In its conclusion, the paper states: “Effective management of the demand side is a far more effective way to get R&D that meets patient and health system needs than seeking to restructure R&D.”

Sing-a-Long-an-EU  

Let’s return to that EU communiqué that we mentioned up top… In advance of a meeting of EU27 leaders in Sibiu, Romania (9 May), the European Commission has set out a number of policy recommendations for how Europe can shape its future in what it calls an increasingly multipolar and uncertain world. Flagging up the European Parliament elections on 23-26 May, and the change of political leadership of the EU institutions that will follow, the Commission says “the time has come for new policy orientations and new priorities.

As both the priorities we set and the way we explain and engage with Europeans will be decisive in strengthening our Union, the Commission is also making suggestions on how to better communicate our collective decisions. Together, these form the Commission's contribution to the next strategic agenda for 2019-2024”.

For his part, the Commission’s President Jean-Claude Juncker said this week: "The duty of every generation is to change the destinies of Europeans, present and future, for the better. To make good on our enduring promise of peace, progress and prosperity. The challenges we Europeans collectively face are multiplying by the day. “For Europe to thrive, the EU's Member States must act together.”

The outgoing Commission chief added: “I remain convinced that it is only in unity that we will find the strength needed to preserve our European way of life, sustain our planet, and reinforce our global influence.”

The EU's next strategic agenda   The Commission believes thatthe EU's strategic agenda for 2019-2024 is the right moment to address the challenges and opportunities Europe faces today.

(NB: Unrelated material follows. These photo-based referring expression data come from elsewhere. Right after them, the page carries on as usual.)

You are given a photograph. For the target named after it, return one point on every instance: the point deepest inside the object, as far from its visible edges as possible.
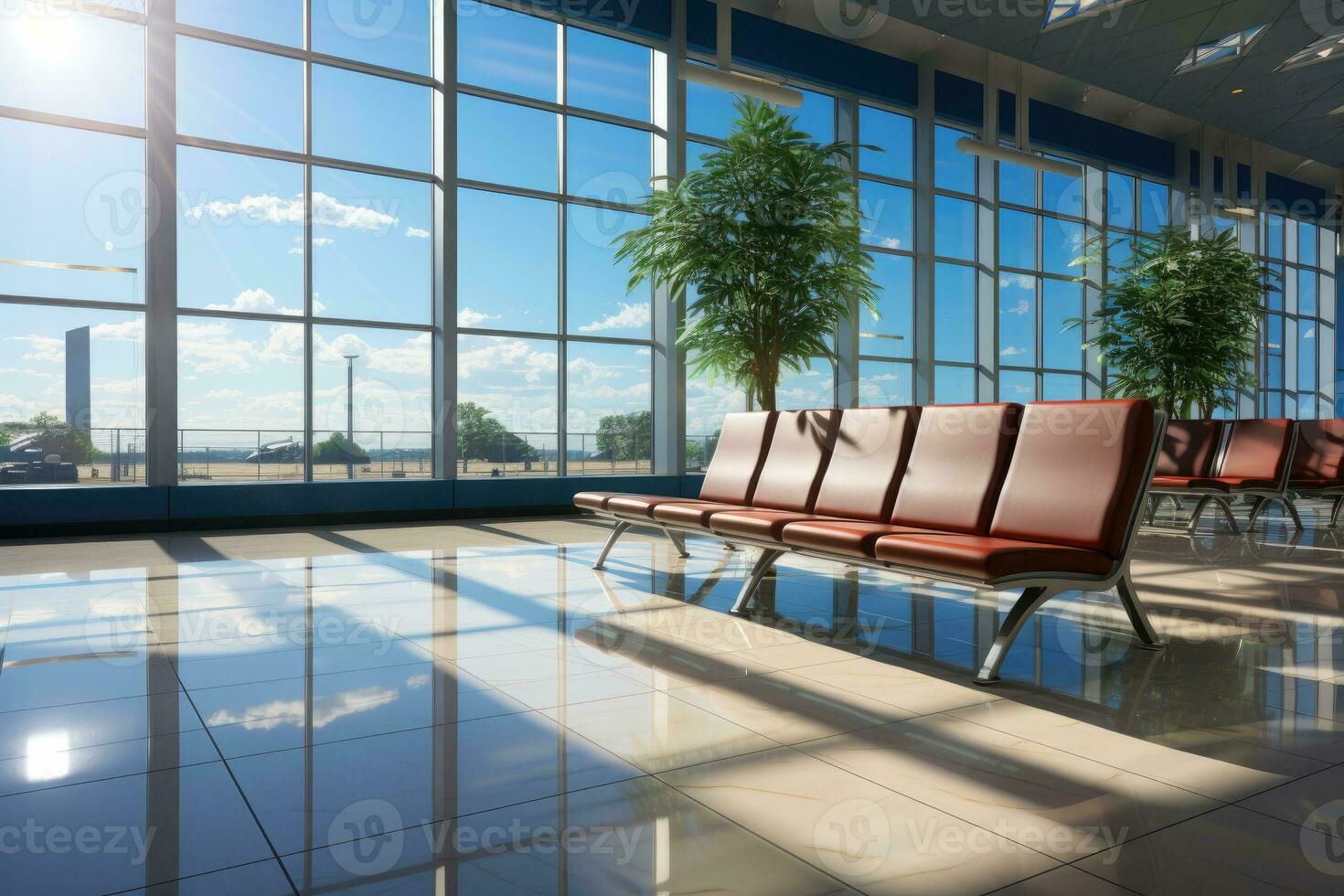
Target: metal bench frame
(1220, 497)
(1037, 589)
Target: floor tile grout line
(215, 870)
(242, 795)
(1128, 772)
(938, 809)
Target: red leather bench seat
(1066, 501)
(730, 480)
(866, 468)
(1318, 461)
(951, 481)
(1255, 457)
(789, 480)
(986, 558)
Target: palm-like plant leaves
(766, 234)
(1179, 323)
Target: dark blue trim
(826, 62)
(958, 98)
(1007, 114)
(1295, 197)
(648, 17)
(28, 511)
(1072, 132)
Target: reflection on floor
(468, 709)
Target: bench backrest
(869, 463)
(738, 457)
(1258, 450)
(1320, 450)
(1189, 448)
(800, 450)
(957, 466)
(1077, 473)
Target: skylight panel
(1066, 11)
(1230, 48)
(1323, 50)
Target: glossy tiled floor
(469, 709)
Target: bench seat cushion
(757, 524)
(694, 513)
(632, 504)
(1166, 483)
(1316, 484)
(852, 538)
(987, 558)
(1232, 483)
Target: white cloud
(588, 372)
(471, 317)
(629, 317)
(507, 357)
(43, 348)
(253, 300)
(325, 709)
(268, 208)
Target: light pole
(349, 415)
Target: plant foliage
(1179, 323)
(766, 235)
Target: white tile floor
(469, 709)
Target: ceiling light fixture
(738, 82)
(1324, 50)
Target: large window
(1297, 340)
(304, 249)
(1043, 229)
(886, 199)
(77, 217)
(554, 363)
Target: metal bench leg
(1027, 603)
(617, 531)
(1199, 508)
(1137, 615)
(1258, 506)
(763, 566)
(1292, 512)
(677, 541)
(1227, 511)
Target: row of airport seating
(1044, 497)
(1264, 461)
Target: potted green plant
(1179, 321)
(766, 232)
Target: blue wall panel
(827, 62)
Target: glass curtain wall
(1297, 341)
(304, 243)
(73, 245)
(557, 140)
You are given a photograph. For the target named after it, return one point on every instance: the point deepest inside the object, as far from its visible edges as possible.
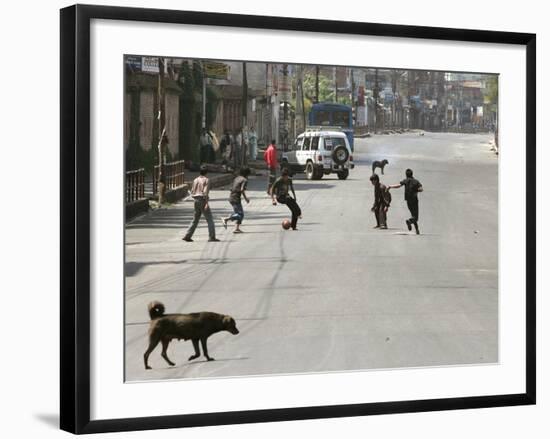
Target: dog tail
(156, 310)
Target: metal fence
(173, 175)
(135, 185)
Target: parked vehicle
(320, 151)
(334, 115)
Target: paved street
(337, 294)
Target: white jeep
(319, 151)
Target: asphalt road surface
(336, 294)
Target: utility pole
(203, 125)
(375, 93)
(163, 139)
(244, 113)
(335, 77)
(286, 124)
(317, 68)
(300, 105)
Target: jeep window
(315, 143)
(333, 142)
(298, 144)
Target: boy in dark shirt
(382, 199)
(237, 189)
(279, 190)
(412, 187)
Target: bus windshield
(322, 118)
(341, 119)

It is looking at five areas for future action: building an effective and genuine European Security Union while moving towards a genuine European Defence Union; upgrading, modernizing and fully implementing the single market in all its aspects; continuing to deliver on the European Pillar of Social Rights, while working with member states to achieve social inclusion and equality, including by addressing regional disparities, minorities' needs, gender issues and the challenge of an ageing population; modernizing the economy to embrace sustainable consumption and production patterns, and; leading the world through consistent and strong support for a multilateral, rules-based global order, with the UN at its core.

“The EU should also make it a priority to develop strong relations with close neighbours, based on a clear balance of rights and obligations. A strengthened international role of the euro would also increase Europe's economic and monetary sovereignty,” the Commission says.

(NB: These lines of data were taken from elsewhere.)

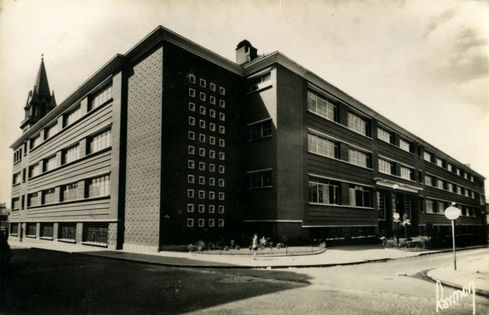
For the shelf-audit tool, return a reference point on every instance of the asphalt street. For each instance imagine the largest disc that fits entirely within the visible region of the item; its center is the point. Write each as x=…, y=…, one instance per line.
x=45, y=282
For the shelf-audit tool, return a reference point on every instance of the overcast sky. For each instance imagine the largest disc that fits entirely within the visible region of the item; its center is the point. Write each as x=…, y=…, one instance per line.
x=422, y=64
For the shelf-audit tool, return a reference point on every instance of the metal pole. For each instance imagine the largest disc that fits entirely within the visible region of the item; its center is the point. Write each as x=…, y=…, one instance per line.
x=453, y=241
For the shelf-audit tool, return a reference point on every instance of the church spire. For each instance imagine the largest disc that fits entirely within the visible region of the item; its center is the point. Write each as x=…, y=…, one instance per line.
x=40, y=100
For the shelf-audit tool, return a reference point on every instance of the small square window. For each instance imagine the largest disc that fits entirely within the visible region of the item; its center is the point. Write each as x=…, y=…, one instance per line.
x=202, y=137
x=201, y=208
x=202, y=152
x=201, y=194
x=202, y=124
x=202, y=166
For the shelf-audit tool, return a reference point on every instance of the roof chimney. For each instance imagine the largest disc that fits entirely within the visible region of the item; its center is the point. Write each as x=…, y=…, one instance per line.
x=245, y=52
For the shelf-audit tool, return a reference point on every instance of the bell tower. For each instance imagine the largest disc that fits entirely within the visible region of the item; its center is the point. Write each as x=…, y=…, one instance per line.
x=39, y=100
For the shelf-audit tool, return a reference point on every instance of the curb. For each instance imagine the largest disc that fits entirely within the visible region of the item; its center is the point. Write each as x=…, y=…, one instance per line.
x=452, y=285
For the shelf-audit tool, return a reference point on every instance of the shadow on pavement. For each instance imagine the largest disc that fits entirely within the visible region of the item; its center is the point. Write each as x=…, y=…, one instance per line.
x=46, y=282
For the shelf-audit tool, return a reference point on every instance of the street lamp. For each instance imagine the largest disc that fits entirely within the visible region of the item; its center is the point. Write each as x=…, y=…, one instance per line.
x=395, y=214
x=452, y=213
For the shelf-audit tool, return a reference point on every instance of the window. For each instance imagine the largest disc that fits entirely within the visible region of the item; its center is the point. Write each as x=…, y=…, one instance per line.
x=324, y=191
x=201, y=208
x=201, y=222
x=359, y=158
x=34, y=170
x=72, y=116
x=260, y=130
x=404, y=145
x=357, y=124
x=69, y=192
x=407, y=173
x=323, y=146
x=360, y=196
x=51, y=131
x=33, y=199
x=99, y=186
x=259, y=179
x=321, y=106
x=382, y=205
x=386, y=167
x=99, y=141
x=427, y=156
x=385, y=135
x=70, y=154
x=101, y=97
x=429, y=206
x=49, y=196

Crucially, it added: “The priorities we set and the way we explain and engage with Europeans will be decisive in making our Union more united, stronger and more democratic”.

Yes. Exactly. It’s just a pity we needed Brexit to help work that one out. In this context, EAPM would like to add that a priority should be encouraging the uptake of personalised health care across the EU’s member states.

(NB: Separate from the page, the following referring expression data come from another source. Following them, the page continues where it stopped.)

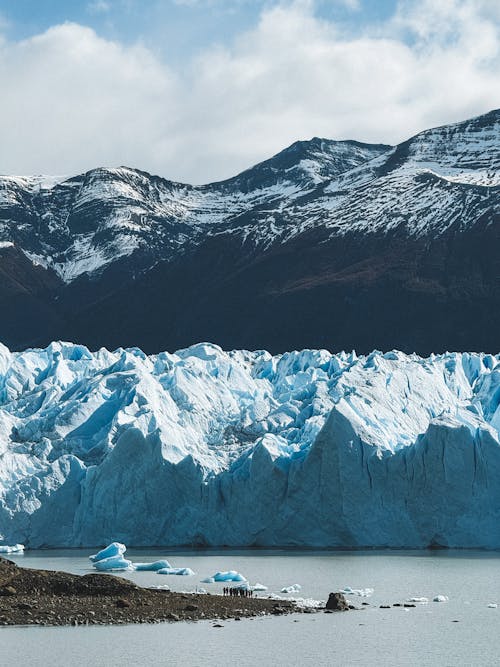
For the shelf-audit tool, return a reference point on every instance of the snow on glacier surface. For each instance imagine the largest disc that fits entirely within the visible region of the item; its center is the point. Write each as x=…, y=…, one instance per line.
x=204, y=446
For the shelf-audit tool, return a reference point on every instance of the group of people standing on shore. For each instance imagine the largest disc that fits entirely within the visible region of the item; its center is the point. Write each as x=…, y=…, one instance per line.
x=238, y=592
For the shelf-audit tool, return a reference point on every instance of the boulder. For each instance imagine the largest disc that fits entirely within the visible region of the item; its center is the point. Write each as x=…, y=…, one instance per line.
x=337, y=602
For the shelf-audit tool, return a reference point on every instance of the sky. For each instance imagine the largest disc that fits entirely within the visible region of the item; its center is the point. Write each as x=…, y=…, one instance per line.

An example could be screening programmes and agreed guidelines on, for example, lung cancer but what is key is visible co-operation. This will allow EU citizens to have more confidence in the institutions, with a knock-on effect that the institutions themselves (as well as healthcare actors) can focus on the added value that such co-operation can bring. Members and stakeholders can rest assured that the Alliance will continue to push for enhancement in this area, via its multi-stakeholder approach.